Por Ely José de Mattos, economista e professor da Escola de Negócios da PUCRS
A pandemia do novo coronavírus está estabelecida, nos trazendo toda sorte de desafios. E esta semana tem crescido uma polêmica sobre uma potencial escolha que precisaria ser feita: manter o isolamento ou salvar a economia. Alguns empresários semearam a polêmica ao vir às redes sociais afirmar que o número de mortes pelo vírus poderia não justificar a crise econômica na qual estaremos metidos depois que superarmos a epidemia. Uma falsa polêmica!

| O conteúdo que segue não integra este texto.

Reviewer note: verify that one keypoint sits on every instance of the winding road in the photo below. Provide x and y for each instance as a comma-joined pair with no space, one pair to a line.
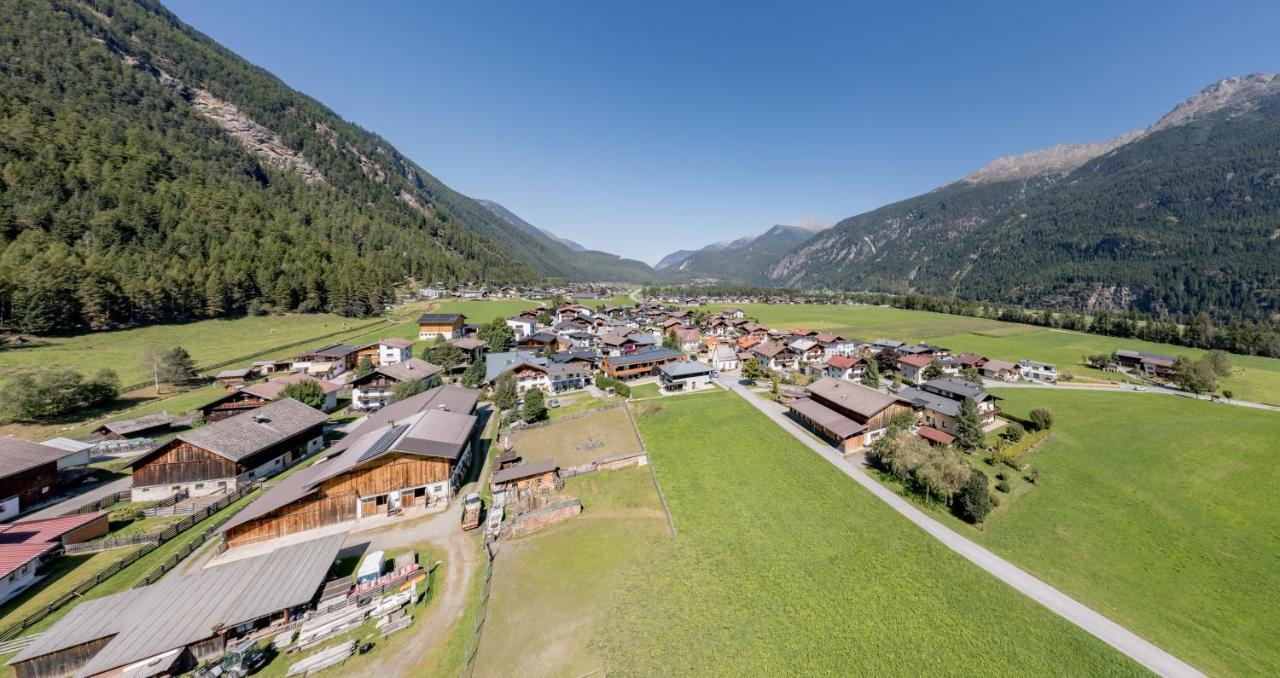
1065,607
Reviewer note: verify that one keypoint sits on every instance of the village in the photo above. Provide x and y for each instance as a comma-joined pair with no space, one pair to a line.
478,431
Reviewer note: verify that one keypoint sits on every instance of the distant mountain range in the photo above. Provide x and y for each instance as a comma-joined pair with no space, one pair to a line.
745,260
1180,216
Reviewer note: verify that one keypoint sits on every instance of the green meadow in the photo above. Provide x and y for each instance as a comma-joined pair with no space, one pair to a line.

Comecemos pela doença. O isolamento tem se mostrado, globalmente, a melhor alternativa para conter a propagação do vírus. E isso é extremamente importante, pois a COVID19 associa uma taxa de letalidade que não é desprezível (especialmente para os grupos de risco) e uma taxa de contágio muito alta, ou seja, muitas pessoas tendem a ficar doentes ao mesmo tempo - e, assim, o número absoluto de mortes acaba sendo grande, como estamos vendo na Itália, Espanha e Irã. E em função dessas características, os sistemas de saúde são levados ao limite.
É fácil perceber o benefício de medidas mais radicais na contenção da epidemia para salvar vidas. Isso deveria bastar, não? Mas, a polêmica com a economia surgiu esta semana com força. O argumento é que o fechamento dos negócios vai provocar uma crise tão grande, que gerará mais custos do que as mortes e internações pela COVID19 em uma situação de não isolamento. Logo, as medidas seriam exageradas. Errado, por duas razões!

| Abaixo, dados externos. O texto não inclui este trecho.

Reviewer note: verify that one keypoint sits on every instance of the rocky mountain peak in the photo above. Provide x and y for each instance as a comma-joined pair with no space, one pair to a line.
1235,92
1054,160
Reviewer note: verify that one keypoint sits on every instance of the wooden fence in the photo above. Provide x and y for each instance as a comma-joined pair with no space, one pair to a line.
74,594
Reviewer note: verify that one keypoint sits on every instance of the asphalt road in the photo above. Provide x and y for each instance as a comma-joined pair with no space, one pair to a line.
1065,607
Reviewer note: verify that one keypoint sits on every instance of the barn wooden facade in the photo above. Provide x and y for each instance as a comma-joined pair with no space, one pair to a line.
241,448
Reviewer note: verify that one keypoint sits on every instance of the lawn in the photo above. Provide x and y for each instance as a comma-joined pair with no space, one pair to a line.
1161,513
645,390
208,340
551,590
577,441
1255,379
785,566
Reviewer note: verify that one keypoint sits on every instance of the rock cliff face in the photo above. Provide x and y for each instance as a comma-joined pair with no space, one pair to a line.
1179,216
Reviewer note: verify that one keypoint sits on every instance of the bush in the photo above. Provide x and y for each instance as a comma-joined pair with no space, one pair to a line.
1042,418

Primeiro, há estudos apontando que grandes recessões não causaram aumento significativo de mortalidade - ao contrário do que análises rasas por aí andam afirmando. Ainda que se atribua um valor estatístico à vida - o que já é um apelo desesperado para construir um argumento pobre - a conta não bate. Não é possível afirmar que "vai morrer mais gente de fome do que de COVID19" ou que "sairá mais caro".

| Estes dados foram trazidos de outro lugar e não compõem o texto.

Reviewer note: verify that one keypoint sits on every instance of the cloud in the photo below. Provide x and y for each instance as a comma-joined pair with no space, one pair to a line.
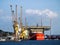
46,12
1,11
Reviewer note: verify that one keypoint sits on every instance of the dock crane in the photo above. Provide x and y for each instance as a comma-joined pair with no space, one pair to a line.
20,32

Em segundo lugar, essa polêmica só teria algum sentido se ignorarmos o papel do Estado no suporte à economia. Em situações de crise como essa, é um equívoco monumental manter o apego ao ajuste fiscal. Já circulam ideias entre economistas que apontam gastos em torno de 5% do PIB para dar suporte à economia - especialmente às pessoas mais vulneráveis. É muito razoável e viável!
O governo federal precisa agir de acordo com a gravidade da crise. Caso contrário, estará plantando uma profecia auto-realizável: a crise será brutal pela sua inação.